31Les fragments d’Igitur – datables de la grande crise métaphysique du poète à la fin des années 1860 – relatent une visite rituelle et hallucinée dans le caveau des ancêtres avec lesquels il s’agit autant de rompre que de reconnaître leur héritage, et son titre même (igitur veut dire « donc ») sous-entendrait que son prologue aurait disparu. Dans Igitur, c’est l’héritier qui fonde son ascendance. Il est projeté par sa race hors du temps. Sa mission consiste implicitement à découvrir la nécessité et l’inanité de l’Idée de l’Absolu. Il se retrouve ainsi programmé par la folie de ses ancêtres. L’épreuve consiste à concéder que celle-ci est malgré tout utile, tel un glorieux mensonge [60]. Le protagoniste apparaît tel un fantôme dans un miroir, il agit sous le signe de la rémanence, de l’après-coup, tout ce qui relève de l’action est déjà passé, seul reste le langage se réfléchissant. L’héritier appartient à une narration ancienne, il répète ses aïeux, son anachronisme crée une a-temporalité. Mais il se trouve devant un dilemme car sa mission a perdu son sens, du fait du décalage temporel [61].

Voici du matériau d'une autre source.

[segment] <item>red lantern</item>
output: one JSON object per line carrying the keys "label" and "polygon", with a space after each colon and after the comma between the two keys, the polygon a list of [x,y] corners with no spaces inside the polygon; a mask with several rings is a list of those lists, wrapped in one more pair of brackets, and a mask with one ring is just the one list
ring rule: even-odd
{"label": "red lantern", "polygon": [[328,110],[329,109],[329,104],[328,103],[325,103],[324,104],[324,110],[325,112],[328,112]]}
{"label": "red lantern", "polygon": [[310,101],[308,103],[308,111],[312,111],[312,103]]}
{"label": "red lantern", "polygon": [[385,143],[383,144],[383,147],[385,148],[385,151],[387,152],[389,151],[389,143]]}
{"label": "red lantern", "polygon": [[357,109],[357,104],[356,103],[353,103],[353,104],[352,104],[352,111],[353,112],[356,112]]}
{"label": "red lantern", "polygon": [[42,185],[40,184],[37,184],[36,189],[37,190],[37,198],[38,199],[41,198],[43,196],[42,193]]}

32Cette cinquantaine de feuillets semble continuer les motifs d’Hamlet et de « L’Esprit pur » de Vigny. Un châtelain descend dans le caveau des ancêtres pour y accomplir à minuit un acte décisif et parfait. La question est de savoir si cet acte doit être accompli, et à travers celui-ci l’exécution d’un commandement gage de la pérennité de la lignée [62]. Le personnage est l’ultime incarnation de sa famille ou de sa race. Il a été élevé en vue de l’accomplissement d’un devoir déterminé : abolir le hasard. Mais son nom représente l’esprit logique (« donc »), et il a conscience de la folie de ce qui lui est demandé, de la folie de la croyance inébranlable de sa famille en la matière. Il ne veut cependant pas décevoir l’attente de ses ancêtres et donc désire s’acquitter de son devoir avant de mourir. Hésitant, il éprouve des doutes quant à son existence même et est envahi par une sensation d’absence de moi [63]. Au bord de l’impuissance, de la terreur, de l’ennui, de la pétrification, de la paralysie, de la névrose, l’héritier doit faire face à la fatalité de la race et il désirerait s’émanciper du commandement de l’Absolu en passant de l’enjeu au jeu. Le rituel d’Igitur consiste à revivre sur le mode d’un simulacre symbolique toute l’histoire de cet Absolu hérité, pour ensuite s’en décharger – simila similibus curantur. C’est une épreuve de dépersonnalisation de soi, qui est en fait une aventure spirituelle pour retrouver le moi. C’est un acte d’hommage aux ancêtres, pour leur repos, mais aussi un acte de séparation vis-à-vis de leur commandement. Transposée en littérature, la race est aussi une famille d’esprit : la poésie philosophique hantée par l’Absolu qui impose au poète le tout ou rien, et qui intime de parier sur lui. Mais les Lettres ne sont qu’une comédie, et obéissent au « comme si ». L’héritier devient alors un comédien qui simule le hasard aboli, afin qu’au bout du rituel le poète ne se justifie plus que de lui-même, porte-parole de la royauté spirituelle de l’homme ayant pris la place du Dieu mort, grâce au génie de la fiction [64].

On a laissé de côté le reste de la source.